#8351 closed enhancement (fixed)
Poorly optimized queries in wp_get_calendar()
Reported by: |
|
Owned by: | |
---|---|---|---|
Milestone: | 3.1 | Priority: | normal |
Severity: | normal | Version: | |
Component: | Optimization | Keywords: | has-patch commit |
Focuses: | Cc: |
Description
Performance of the queries in is too bad wp_get_archives() and wp_get_calendar() if you have a lot of records in wp_posts table (so bad that hosting company suspends the account).
1. wp_get_archives():
EXPLAIN SELECT DISTINCT YEAR(post_date) AS `year`, MONTH(post_date) AS `month`, count(ID) as posts FROM wp_posts WHERE post_type = 'post' AND post_status = 'publish' GROUP BY YEAR(post_date), MONTH(post_date) ORDER BY post_date DESC +----+-------------+----------+------+------------------+------------------+---------+-------------+------+-----------------------------------------------------------+ | id | select_type | table | type | possible_keys | key | key_len | ref | rows | Extra | +----+-------------+----------+------+------------------+------------------+---------+-------------+------+-----------------------------------------------------------+ | 1 | SIMPLE | wp_posts | ref | type_status_date | type_status_date | 124 | const,const | 3594 | Using where; Using index; Using temporary; Using filesort | +----+-------------+----------+------+------------------+------------------+---------+-------------+------+-----------------------------------------------------------+
Nothing you can do with this query, as grouping by expression cannot use indices by definition. The only thing is to remove DISTINCT from the query, as grouping by year and month guarantees that every (year, month) pair in the result set will be unique. Same for yearly and daily archives.
2. wp_get_calendar():
Although we can do almost nothing to wp_get_archives() (due to DB design deficiencies), we can significantly boost wp_get_calendar().
First, wp_get_calendar() checks if we have any posts at all:
SELECT ID from wp_posts WHERE post_type = 'post' AND post_status = 'publish' ORDER BY post_date DESC LIMIT 1
Since we only need to check the existence of the record, we don't have any reason to use ORDER BY (although it does nothing harmful as MySQL is able to use index).

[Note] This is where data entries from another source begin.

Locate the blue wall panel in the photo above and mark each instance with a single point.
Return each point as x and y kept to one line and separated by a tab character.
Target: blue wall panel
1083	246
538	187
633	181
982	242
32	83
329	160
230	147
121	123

If the query succeeded, WP starts searching for the posts in past months:
SELECT DISTINCT MONTH(post_date) AS month, YEAR(post_date) AS year FROM wp_posts WHERE post_date < '2008-11-01' AND post_type = 'post' AND post_status = 'publish' ORDER BY post_date DESC LIMIT 1
What is wrong: since we need only ONE record (see LIMIT 1), it will be unique in the result set anyway, DISTINCT is not needed. Here's the EXPLAIN of the query:
+----+-------------+----------+-------+----------------------------+------------------+---------+------+------+-------------------------------------------+ | id | select_type | table | type | possible_keys | key | key_len | ref | rows | Extra | +----+-------------+----------+-------+----------------------------+------------------+---------+------+------+-------------------------------------------+ | 1 | SIMPLE | wp_posts | range | type_status_date,post_type | type_status_date | 132 | NULL | 3238 | Using where; Using index; Using temporary | +----+-------------+----------+-------+----------------------------+------------------+---------+------+------+-------------------------------------------+
As you can see, MySQL needs a temporary table (it doesn't matter that it will have only one row, it will be created). If we remove DISTINCT, we can get rid of the temporary table:
EXPLAIN SELECT MONTH(post_date) AS month, YEAR(post_date) AS year FROM wp_posts WHERE post_date < '2008-11-01' AND post_type = 'post' AND post_status = 'publish' ORDER BY post_date DESC LIMIT 1 +----+-------------+----------+-------+----------------------------+------------------+---------+------+------+--------------------------+ | id | select_type | table | type | possible_keys | key | key_len | ref | rows | Extra | +----+-------------+----------+-------+----------------------------+------------------+---------+------+------+--------------------------+ | 1 | SIMPLE | wp_posts | range | type_status_date,post_type | type_status_date | 132 | NULL | 3238 | Using where; Using index | +----+-------------+----------+-------+----------------------------+------------------+---------+------+------+--------------------------+
Then WP looks for the posts written in the next months:
SELECT DISTINCT MONTH(post_date) AS month, YEAR(post_date) AS year FROM wp_posts WHERE post_date > '2008-11-01' AND MONTH( post_date ) != MONTH( '2008-11-01' ) AND post_type = 'post' AND post_status = 'publish' ORDER BY post_date ASC LIMIT 1 +----+-------------+----------+-------+----------------------------+------------------+---------+------+------+-------------------------------------------+ | id | select_type | table | type | possible_keys | key | key_len | ref | rows | Extra | +----+-------------+----------+-------+----------------------------+------------------+---------+------+------+-------------------------------------------+ | 1 | SIMPLE | wp_posts | range | type_status_date,post_type | type_status_date | 132 | NULL | 356 | Using where; Using index; Using temporary | +----+-------------+----------+-------+----------------------------+------------------+---------+------+------+-------------------------------------------+
Same as above: DISTINCT is not needed. But we still can rewrite the query in a better way:
EXPLAIN SELECT MONTH(post_date) AS month, YEAR(post_date) AS year FROM wp_posts WHERE post_date > '2008-11-31 23:59:59' AND post_type = 'post' AND post_status = 'publish' ORDER BY post_date ASC LIMIT 1;+----+-------------+----------+-------+----------------------------+------------------+---------+------+------+--------------------------+ | id | select_type | table | type | possible_keys | key | key_len | ref | rows | Extra | +----+-------------+----------+-------+----------------------------+------------------+---------+------+------+--------------------------+ | 1 | SIMPLE | wp_posts | range | type_status_date,post_type | type_status_date | 132 | NULL | 1 | Using where; Using index | +----+-------------+----------+-------+----------------------------+------------------+---------+------+------+--------------------------+
We got rid of Using temporary AND we were able to make MySQL scan much less rows!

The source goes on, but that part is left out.